Moving abroad is an exciting yet stressful experience. It’s not cheap, but it doesn’t have to be overwhelming either. To help travelers who are planning on relocating overseas, we’ve put together a list of six key expenses they should budget for. Let’s dive in!
One thing that people often overlook when moving abroad is insurance. However, insurance is incredibly important to ensure that you and your finances are protected during this big change.
Before you even travel, you’ll want to check into things like medical and travel insurance. They are essential if you are moving abroad and can be an unexpected expense so be sure to put some money aside for this.
Health insurance is absolutely essential if you plan on living abroad; no matter how healthy and fit you feel right now, accidents happen and it is always best to be prepared just in case something goes wrong while away from home (especially if healthcare coverage is not included in the cost of living).
There are a few other types of insurance you will should look into as well. Once you’ve settled, you will likely want to look into home and car insurance.
Moving abroad can sometimes feel like an adventure, and it certainly is! But don’t let the excitement blind you to some of the costs that may creep up on you along the way.
The obvious expense is your plane ticket and there are plenty of ways that you can save on air travel. But don’t forget to consider extra baggage fees if you aren’t going to be shipping all your belongings.
From dealing with visa paperwork to getting flights booked and spending on hotels while you find a new home, there are often lots of hidden expenses that can add up quickly if you’re not careful.
Along with paying for actual moving expenses like shipping, you’ll need to remember to budget for unexpected extras like express passport processing, immunizations and visas.
Additionally, make sure you plan for basic necessities such as a deposit for accommodations and some extra cash for food and supplies until your first paycheck comes in. But don’t worry, once you get everything squared away, your exciting new adventure overseas awaits!
But wait, the travel costs don’t just end once you arrive in your new home! Once you’ve settled, you will need to think about transportation. Depending on your new home, this could be a car, public transport or taxi fares.
If you are planning on purchasing a car in your new country of residence, make sure to factor all costs associated with that into the moving budget, such as registration fees and vehicle taxes.
Buying a car in a new country can be scary, especially if you don’t have a lot of money to spend on it, but there are a few tips that you can follow when buying a used family car so that you can have peace of mind about your family’s safety without having to worry too much about how to afford it.
Temporary living costs
We touched on this earlier, but odds are, you probably won’t immediately have a place to call your own, so you will need to make arrangements for a temporary living situation.

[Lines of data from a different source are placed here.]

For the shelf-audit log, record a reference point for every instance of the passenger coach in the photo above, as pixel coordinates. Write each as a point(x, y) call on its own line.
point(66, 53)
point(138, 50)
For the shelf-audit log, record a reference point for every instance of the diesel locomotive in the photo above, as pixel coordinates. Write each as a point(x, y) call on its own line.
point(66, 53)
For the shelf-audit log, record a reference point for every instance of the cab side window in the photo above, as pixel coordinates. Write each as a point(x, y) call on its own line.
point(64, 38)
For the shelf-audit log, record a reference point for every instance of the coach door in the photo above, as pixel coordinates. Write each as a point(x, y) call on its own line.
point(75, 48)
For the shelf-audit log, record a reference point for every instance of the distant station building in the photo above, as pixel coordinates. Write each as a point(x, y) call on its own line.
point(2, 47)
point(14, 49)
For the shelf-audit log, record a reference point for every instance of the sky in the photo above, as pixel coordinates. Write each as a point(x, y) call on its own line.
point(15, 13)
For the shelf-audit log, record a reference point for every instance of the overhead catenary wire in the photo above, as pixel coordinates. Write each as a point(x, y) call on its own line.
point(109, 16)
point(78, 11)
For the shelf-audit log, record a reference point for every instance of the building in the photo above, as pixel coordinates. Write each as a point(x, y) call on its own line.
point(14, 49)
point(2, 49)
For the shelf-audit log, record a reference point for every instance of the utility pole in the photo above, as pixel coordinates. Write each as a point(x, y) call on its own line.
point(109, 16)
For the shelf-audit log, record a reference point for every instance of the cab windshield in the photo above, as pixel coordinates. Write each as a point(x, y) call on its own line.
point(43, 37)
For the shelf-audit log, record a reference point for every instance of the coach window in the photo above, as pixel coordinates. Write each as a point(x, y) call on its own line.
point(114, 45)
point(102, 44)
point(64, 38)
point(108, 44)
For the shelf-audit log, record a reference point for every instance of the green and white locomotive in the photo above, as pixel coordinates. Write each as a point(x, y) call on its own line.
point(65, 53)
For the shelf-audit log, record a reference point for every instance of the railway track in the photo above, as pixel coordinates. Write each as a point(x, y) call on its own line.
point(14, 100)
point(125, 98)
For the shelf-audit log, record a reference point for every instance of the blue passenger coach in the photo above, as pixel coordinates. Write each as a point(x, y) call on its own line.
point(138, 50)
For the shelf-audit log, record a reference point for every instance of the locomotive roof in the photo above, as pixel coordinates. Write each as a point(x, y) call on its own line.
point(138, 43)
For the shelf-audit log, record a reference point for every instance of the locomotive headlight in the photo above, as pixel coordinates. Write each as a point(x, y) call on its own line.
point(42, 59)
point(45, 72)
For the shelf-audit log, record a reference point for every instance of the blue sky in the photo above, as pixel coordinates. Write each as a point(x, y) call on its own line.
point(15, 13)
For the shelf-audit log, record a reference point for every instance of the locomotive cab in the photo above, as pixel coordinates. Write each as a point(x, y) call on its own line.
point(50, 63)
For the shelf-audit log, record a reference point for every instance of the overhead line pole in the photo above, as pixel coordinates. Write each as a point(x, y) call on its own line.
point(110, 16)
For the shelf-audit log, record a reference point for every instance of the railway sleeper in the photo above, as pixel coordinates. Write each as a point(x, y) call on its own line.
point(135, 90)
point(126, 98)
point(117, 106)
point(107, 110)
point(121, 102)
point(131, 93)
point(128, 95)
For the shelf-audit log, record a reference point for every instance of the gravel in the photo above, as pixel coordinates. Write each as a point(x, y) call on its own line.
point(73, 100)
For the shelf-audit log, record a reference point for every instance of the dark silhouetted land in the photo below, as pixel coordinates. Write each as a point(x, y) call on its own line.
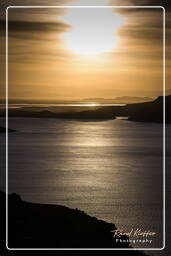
point(151, 111)
point(43, 226)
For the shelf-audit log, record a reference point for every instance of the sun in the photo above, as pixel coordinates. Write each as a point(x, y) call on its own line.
point(93, 30)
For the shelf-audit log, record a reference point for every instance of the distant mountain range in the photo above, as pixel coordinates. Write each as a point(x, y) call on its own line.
point(151, 111)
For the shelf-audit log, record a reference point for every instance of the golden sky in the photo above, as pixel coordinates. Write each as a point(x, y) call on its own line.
point(72, 53)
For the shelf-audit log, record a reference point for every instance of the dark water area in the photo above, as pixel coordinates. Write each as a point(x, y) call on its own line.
point(111, 169)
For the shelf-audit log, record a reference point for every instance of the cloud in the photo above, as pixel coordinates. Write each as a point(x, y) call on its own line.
point(22, 29)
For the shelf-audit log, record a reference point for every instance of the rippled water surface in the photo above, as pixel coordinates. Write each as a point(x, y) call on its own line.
point(110, 169)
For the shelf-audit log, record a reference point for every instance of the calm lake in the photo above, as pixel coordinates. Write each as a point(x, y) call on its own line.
point(110, 169)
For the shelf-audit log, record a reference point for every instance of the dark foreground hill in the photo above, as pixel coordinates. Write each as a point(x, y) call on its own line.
point(43, 226)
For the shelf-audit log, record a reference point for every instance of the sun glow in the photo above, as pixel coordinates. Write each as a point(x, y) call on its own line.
point(93, 30)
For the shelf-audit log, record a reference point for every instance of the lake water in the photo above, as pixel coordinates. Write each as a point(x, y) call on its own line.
point(109, 169)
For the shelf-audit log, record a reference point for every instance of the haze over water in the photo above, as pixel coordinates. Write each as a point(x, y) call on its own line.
point(109, 169)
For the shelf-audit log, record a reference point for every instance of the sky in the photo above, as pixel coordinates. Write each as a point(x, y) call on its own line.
point(76, 53)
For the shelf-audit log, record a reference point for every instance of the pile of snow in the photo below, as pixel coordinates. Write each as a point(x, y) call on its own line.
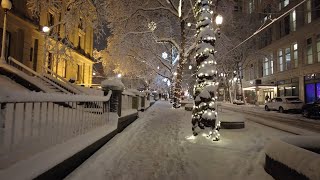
point(290, 152)
point(113, 83)
point(136, 92)
point(129, 93)
point(230, 117)
point(21, 96)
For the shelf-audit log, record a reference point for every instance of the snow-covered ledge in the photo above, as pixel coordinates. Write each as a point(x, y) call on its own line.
point(294, 157)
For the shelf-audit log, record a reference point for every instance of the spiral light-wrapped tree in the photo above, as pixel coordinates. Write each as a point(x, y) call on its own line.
point(204, 114)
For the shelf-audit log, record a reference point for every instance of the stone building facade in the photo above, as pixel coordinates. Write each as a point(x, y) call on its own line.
point(291, 64)
point(26, 43)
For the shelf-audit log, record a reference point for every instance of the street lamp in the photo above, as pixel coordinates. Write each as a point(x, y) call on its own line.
point(6, 5)
point(164, 55)
point(45, 30)
point(219, 20)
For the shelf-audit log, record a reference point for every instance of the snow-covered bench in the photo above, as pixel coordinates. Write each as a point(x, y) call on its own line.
point(296, 157)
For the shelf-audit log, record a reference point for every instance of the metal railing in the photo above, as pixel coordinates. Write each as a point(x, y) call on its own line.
point(37, 121)
point(66, 84)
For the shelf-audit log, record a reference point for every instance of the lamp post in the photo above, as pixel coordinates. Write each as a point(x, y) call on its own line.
point(45, 30)
point(6, 5)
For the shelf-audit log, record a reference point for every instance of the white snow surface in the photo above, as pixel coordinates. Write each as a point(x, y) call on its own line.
point(32, 167)
point(303, 161)
point(205, 94)
point(160, 145)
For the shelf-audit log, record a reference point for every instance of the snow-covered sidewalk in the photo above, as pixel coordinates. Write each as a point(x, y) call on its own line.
point(159, 145)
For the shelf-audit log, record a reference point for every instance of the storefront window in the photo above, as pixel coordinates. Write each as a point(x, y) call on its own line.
point(281, 91)
point(310, 93)
point(288, 91)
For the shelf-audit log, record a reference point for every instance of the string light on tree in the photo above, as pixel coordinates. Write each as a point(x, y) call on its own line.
point(204, 115)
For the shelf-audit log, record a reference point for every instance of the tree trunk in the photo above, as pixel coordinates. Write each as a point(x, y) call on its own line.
point(177, 89)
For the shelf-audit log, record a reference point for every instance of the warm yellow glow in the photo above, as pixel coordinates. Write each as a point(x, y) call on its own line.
point(45, 29)
point(219, 19)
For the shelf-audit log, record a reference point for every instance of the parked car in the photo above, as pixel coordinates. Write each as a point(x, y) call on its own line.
point(238, 102)
point(311, 109)
point(283, 104)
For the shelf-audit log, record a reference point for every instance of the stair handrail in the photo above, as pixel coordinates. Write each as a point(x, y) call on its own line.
point(74, 88)
point(11, 59)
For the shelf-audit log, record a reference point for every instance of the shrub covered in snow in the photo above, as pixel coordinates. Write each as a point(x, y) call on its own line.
point(113, 84)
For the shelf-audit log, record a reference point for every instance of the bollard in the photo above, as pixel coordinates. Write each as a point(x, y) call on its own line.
point(115, 99)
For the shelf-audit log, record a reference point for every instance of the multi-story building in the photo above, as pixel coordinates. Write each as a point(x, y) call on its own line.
point(291, 47)
point(26, 43)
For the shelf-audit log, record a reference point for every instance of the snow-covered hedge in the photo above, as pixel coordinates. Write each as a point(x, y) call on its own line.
point(113, 83)
point(299, 153)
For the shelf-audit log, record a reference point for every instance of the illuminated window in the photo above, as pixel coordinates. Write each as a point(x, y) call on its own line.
point(308, 12)
point(285, 3)
point(309, 51)
point(268, 66)
point(293, 21)
point(280, 58)
point(295, 54)
point(318, 47)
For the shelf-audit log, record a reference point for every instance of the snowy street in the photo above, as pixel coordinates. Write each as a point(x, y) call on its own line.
point(159, 145)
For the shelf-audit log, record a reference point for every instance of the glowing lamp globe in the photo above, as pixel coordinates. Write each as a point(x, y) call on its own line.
point(45, 29)
point(219, 20)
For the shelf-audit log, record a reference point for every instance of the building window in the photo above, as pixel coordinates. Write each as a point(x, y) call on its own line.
point(251, 72)
point(78, 72)
point(31, 54)
point(35, 54)
point(293, 21)
point(295, 54)
point(308, 12)
point(268, 66)
point(64, 68)
point(316, 9)
point(283, 3)
point(288, 58)
point(7, 43)
point(318, 47)
point(287, 25)
point(309, 51)
point(280, 58)
point(50, 60)
point(250, 6)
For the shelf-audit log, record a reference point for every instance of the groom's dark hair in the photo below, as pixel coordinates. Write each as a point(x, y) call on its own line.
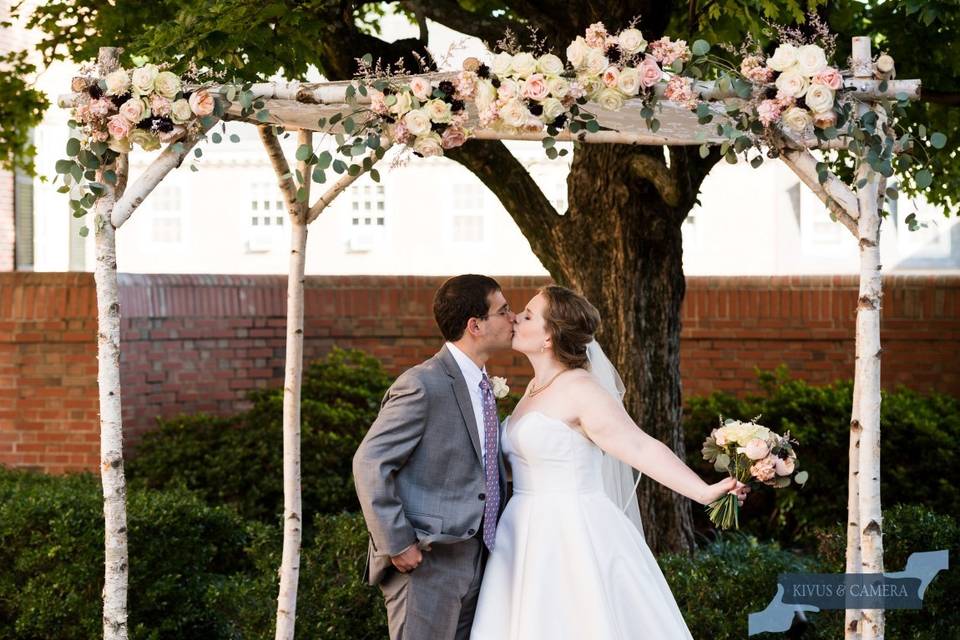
point(459, 299)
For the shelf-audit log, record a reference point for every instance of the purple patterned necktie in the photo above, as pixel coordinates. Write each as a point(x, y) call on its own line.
point(491, 429)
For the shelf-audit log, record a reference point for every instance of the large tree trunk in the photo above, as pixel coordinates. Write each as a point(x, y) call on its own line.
point(620, 244)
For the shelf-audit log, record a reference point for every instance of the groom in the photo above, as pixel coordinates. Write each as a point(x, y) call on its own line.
point(429, 472)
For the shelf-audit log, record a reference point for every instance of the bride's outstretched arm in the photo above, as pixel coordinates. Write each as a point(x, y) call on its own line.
point(606, 422)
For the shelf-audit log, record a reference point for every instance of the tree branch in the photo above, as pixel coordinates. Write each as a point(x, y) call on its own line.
point(836, 195)
point(280, 165)
point(166, 162)
point(510, 181)
point(654, 171)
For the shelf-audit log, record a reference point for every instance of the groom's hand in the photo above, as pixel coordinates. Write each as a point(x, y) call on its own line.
point(408, 559)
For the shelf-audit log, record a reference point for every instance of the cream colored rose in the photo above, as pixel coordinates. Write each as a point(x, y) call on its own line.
point(825, 119)
point(167, 84)
point(558, 87)
point(610, 76)
point(577, 52)
point(792, 83)
point(783, 58)
point(552, 108)
point(508, 89)
point(134, 110)
point(180, 111)
point(797, 118)
point(403, 103)
point(143, 78)
point(596, 62)
point(550, 64)
point(438, 110)
point(500, 388)
point(784, 466)
point(118, 82)
point(514, 113)
point(629, 81)
point(421, 88)
point(146, 140)
point(502, 63)
point(429, 145)
point(819, 98)
point(757, 449)
point(201, 102)
point(631, 41)
point(811, 60)
point(417, 122)
point(610, 99)
point(486, 95)
point(524, 64)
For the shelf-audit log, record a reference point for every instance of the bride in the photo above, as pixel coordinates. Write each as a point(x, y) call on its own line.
point(569, 559)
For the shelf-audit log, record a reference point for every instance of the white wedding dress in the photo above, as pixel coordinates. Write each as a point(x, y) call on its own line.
point(567, 563)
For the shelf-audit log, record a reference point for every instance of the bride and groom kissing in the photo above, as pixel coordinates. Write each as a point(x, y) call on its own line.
point(526, 530)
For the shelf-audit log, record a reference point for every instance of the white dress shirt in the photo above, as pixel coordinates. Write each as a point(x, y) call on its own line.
point(472, 374)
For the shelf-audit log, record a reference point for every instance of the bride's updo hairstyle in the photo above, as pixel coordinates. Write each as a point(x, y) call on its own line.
point(571, 322)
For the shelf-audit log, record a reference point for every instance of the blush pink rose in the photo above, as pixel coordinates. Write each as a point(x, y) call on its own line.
point(453, 137)
point(119, 127)
point(650, 72)
point(830, 77)
point(201, 103)
point(535, 87)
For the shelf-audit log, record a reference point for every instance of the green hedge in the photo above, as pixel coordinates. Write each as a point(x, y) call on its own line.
point(919, 452)
point(239, 460)
point(183, 552)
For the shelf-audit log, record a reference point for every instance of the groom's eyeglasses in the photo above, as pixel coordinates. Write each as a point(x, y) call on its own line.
point(504, 312)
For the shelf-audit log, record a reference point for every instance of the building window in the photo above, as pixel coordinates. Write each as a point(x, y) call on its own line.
point(166, 221)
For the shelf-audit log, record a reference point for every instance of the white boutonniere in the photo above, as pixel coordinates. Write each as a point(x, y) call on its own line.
point(500, 388)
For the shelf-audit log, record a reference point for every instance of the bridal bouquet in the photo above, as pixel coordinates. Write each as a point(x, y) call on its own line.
point(750, 453)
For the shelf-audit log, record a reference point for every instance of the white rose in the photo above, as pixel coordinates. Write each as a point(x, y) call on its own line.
point(438, 110)
point(508, 89)
point(421, 88)
point(792, 83)
point(552, 108)
point(502, 63)
point(811, 60)
point(577, 52)
point(610, 99)
point(558, 87)
point(783, 58)
point(500, 388)
point(167, 84)
point(514, 113)
point(524, 64)
point(143, 79)
point(417, 122)
point(631, 41)
point(118, 82)
point(403, 104)
point(629, 81)
point(428, 145)
point(180, 111)
point(797, 119)
point(550, 64)
point(819, 98)
point(596, 62)
point(486, 95)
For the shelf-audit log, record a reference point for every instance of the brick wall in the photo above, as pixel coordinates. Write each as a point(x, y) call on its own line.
point(199, 343)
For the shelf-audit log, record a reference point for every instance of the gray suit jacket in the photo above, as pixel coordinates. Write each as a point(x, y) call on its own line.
point(418, 471)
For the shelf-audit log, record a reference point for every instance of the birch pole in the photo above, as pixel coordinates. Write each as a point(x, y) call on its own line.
point(296, 195)
point(116, 566)
point(867, 376)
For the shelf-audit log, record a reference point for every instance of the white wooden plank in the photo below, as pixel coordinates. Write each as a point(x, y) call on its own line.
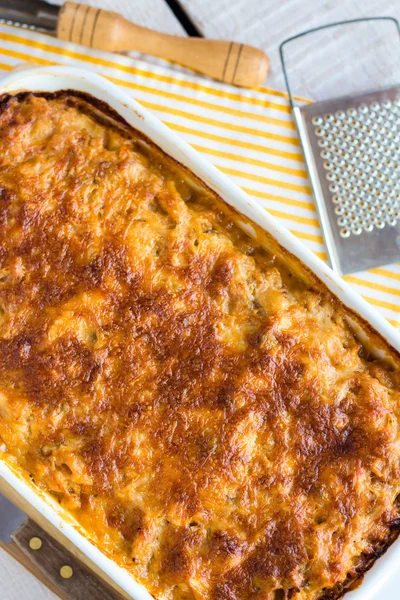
point(155, 14)
point(267, 23)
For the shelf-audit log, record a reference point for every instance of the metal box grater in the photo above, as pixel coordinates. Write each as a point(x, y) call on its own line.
point(351, 146)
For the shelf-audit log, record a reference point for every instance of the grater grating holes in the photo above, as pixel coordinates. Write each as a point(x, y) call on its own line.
point(361, 156)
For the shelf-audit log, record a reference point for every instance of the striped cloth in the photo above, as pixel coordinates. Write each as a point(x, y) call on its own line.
point(248, 134)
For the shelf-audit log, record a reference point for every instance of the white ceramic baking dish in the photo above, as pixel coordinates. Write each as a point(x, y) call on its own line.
point(58, 78)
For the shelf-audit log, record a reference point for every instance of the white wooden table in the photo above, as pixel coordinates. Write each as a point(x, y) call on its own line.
point(263, 23)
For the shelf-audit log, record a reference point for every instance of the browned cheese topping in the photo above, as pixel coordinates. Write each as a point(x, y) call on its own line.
point(205, 414)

If you’re lucky, you may have friends or family that you can stay with, but if not, you will need to budget for a hotel or Airbnb.
If you are moving to a major city and intend on staying for an extended period of time, it may make sense to look into temporary living options such as subletting or signing a short-term rental agreement. These options can help make the transition smoother and provide you with more stability during the transition period.
Permanent living costs
Permanent living costs to consider when taking the plunge should always be top of mind.
Depending on your destination, rent or mortgages, food and grocery costs, transportation rates, school fees for children and any other local taxes or bills you may have to pay should all factor into the decision-making process. Everything from property taxes to utility bills should be factored in because they’ll affect your budget long-term.
Keep in mind that cost of living between different countries can vary greatly: rent may be more expensive in one country than another, for example. Researching costs beforehand will help make sure you don’t get blindsided by any unexpected expenses after relocating!
Have a look at the cost of living in each country and understand how it compares to where you currently live.
Don’t forget that you might have to pay more for items like mobile phone contracts, international operations fees on credit cards, and television services.
People often tend to fall into one of two categories when moving abroad – either they bite the bullet and pay the fees needed to move all of their belongings overbroad, or they decide to leave everything behind and start from scratch.
No matter where you fall, the odds are that there will be at least a few pieces that you will want to move with, and you need to make sure that you use a reputable moving company to do so.
There’s a lot that goes into moving abroad, and a big part of that is making sure that you have enough money to cover all of the costs associated.
As mentioned above, everyone’s move will look different, so you need to keep your situation in mind when setting up your budget, but hopefully, this post gave you some type of guidance when it comes to where to start.
It’s easy to feel overwhelmed by how much money it takes to move abroad, but if you start saving early and make sure to spend some time properly planning your budget, it will make the process much easier.